Hacker News new | ask | show | jobs
by agnoster 5599 days ago
Semi-hidden feature:

"red/black trees" -> "redtrees.com", "blacktrees.com", "red-trees.com", "red-tre.es", ...

Also, http://domainzomg.com/somedomainname should work if you just want to fire off a quick query.

Caveat:

Domainzomg is really a brainstorming tool, so it just uses DNS lookups and a fairly permissive list of TLDs. Red definitely means "taken", but green doesn't necessarily mean "available", it just means "this domain doesn't seem to have a DNS entry". Check with a real registrar for availability, use domainzomg for brainstorming.

1 comments

> but green doesn't necessarily mean "available", it just means "this domain doesn't seem to have a DNS entry"

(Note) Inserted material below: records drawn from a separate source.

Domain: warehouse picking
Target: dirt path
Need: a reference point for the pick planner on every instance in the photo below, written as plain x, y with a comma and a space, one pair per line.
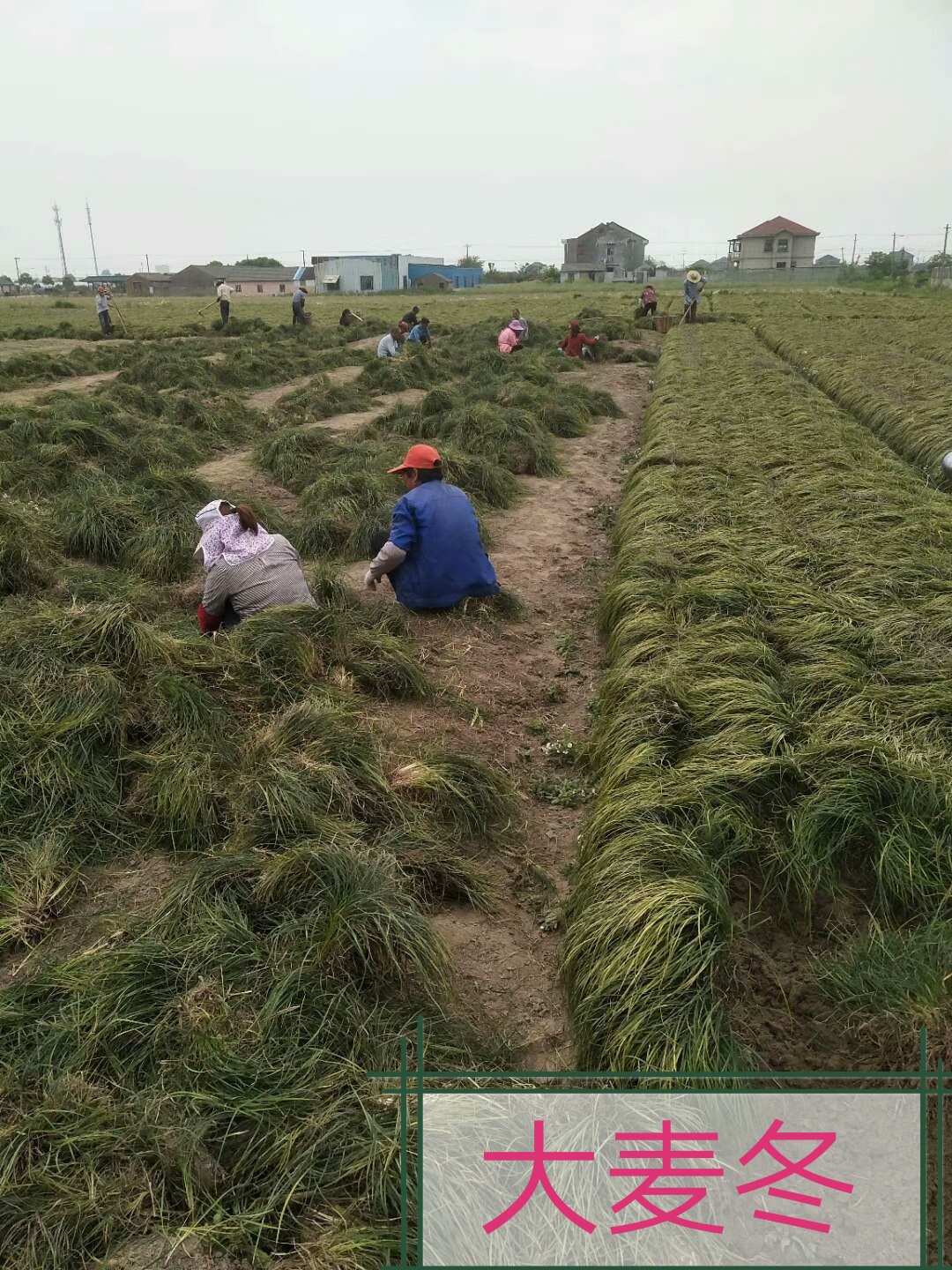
551, 550
358, 418
236, 475
77, 384
267, 398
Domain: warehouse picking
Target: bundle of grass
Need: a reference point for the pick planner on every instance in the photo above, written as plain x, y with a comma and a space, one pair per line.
461, 791
37, 882
294, 456
283, 649
410, 370
167, 367
97, 519
319, 400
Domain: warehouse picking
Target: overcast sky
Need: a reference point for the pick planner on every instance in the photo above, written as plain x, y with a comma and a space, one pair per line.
222, 129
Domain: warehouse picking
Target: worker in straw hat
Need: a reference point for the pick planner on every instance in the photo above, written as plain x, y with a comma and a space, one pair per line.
433, 553
693, 286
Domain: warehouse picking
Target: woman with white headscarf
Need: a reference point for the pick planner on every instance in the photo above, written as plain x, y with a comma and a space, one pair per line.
247, 568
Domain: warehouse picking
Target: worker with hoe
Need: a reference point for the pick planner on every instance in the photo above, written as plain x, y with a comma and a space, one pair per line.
224, 294
299, 318
576, 343
649, 302
693, 286
510, 335
247, 568
433, 554
103, 299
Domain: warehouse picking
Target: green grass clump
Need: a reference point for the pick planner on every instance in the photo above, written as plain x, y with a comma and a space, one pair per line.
770, 719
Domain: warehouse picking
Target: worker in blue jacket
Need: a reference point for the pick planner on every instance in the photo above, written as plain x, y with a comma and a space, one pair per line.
433, 554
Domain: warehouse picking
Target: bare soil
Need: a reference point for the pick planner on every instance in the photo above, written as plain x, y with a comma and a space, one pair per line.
495, 678
19, 347
236, 478
75, 384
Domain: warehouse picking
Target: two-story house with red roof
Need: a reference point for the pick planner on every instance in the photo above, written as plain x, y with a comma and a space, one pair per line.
777, 244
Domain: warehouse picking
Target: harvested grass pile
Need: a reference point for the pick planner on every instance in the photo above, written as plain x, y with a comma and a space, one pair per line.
773, 721
211, 1054
895, 378
489, 430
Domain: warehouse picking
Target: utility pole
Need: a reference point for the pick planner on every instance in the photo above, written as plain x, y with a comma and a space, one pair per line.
58, 233
89, 221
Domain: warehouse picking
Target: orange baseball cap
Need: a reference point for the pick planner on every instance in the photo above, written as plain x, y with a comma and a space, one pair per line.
424, 458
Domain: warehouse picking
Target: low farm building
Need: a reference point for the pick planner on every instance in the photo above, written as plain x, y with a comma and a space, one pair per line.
248, 280
366, 274
150, 285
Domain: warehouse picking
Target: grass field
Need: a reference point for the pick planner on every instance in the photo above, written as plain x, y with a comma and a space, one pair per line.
768, 852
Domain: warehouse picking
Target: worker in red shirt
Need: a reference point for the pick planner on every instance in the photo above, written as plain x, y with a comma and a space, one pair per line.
576, 343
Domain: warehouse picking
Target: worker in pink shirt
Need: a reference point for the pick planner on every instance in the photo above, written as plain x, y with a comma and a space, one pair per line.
509, 337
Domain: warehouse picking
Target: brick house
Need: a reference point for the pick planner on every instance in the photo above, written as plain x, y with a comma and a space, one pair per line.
776, 244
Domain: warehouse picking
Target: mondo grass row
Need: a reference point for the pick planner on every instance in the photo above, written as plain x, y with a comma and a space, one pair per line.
775, 729
895, 378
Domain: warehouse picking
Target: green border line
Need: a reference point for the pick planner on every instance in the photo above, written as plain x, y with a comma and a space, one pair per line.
403, 1154
419, 1139
652, 1076
940, 1152
923, 1146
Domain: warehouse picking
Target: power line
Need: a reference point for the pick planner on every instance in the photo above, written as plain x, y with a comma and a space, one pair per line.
58, 231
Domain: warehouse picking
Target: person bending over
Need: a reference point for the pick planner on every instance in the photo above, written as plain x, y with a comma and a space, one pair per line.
247, 568
433, 554
420, 334
510, 337
390, 343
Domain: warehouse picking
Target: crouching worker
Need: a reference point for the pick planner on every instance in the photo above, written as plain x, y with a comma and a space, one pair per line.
576, 343
433, 554
247, 568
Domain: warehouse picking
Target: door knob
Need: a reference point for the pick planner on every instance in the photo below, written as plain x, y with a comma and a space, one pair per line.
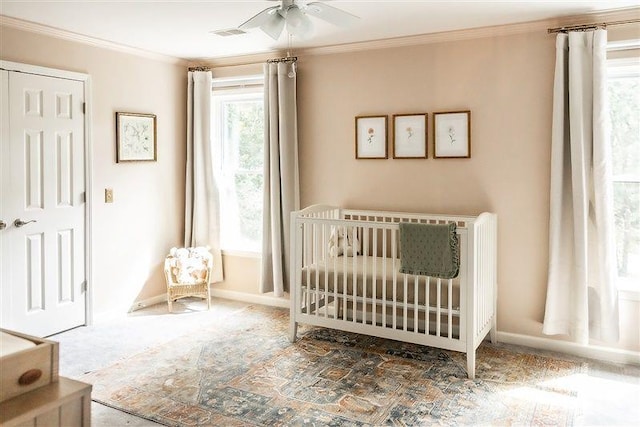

You really have to make that clear. That's worlds different. Are you looking for an SOA record for the zone or are you just running gethostbyname on the domain itself (both very different as well)?

I own several domains that I'm not actively using, but they are in the DNS with an SOA record and no A/AAAA.

Another item of feedback: Can it be done without inserting every incremental search into my history? I played with it enough that my Chrome history was hosed and Back was fairly useless.

I don't really have to make that clear, because I'm the target market ;-)

No, but seriously: it's a tool I wrote for myself (and other people can use it if they like) - I've optimized for the only case I actually know well, which is What I Want. If you want Something Different, man, there's like 430 billion domain search tools out there, most of which are more focused on pleasing other people than mine.

That's not to say you should shut up or anything - your feedback is great, and I may even act upon it, but I don't want to give anyone the illusion that this is a product intended for mass consumption. It's like I made some brownies, and other people should feel free to take one if they want, and you're even free to say "You know what? These brownies would be better without the almonds," but I'm not necessarily gonna take the almonds out. I like almonds, and you don't have to eat them, and people make brownies without 'em all the time, and I think that's swell. Or maybe it's just that it would be better if I used "real" chocolate instead of Hershey's - but meh, it was there and cheap, so I used it.

(On that subject: it's using NodeJS's built-in `dns.resolveNS`, whatever that means. Didn't see anything referencing SOA, but maybe that's the thing to check? In practice I'm not really bothered with the rate of false +/- at the moment, it seems to work ok for my purposes. If it's a matter of changing one function call, I'd do it, but I'm not going to hack my own DNS wrapper just to get a specialized query. At least, not while I'm in the middle of exams.)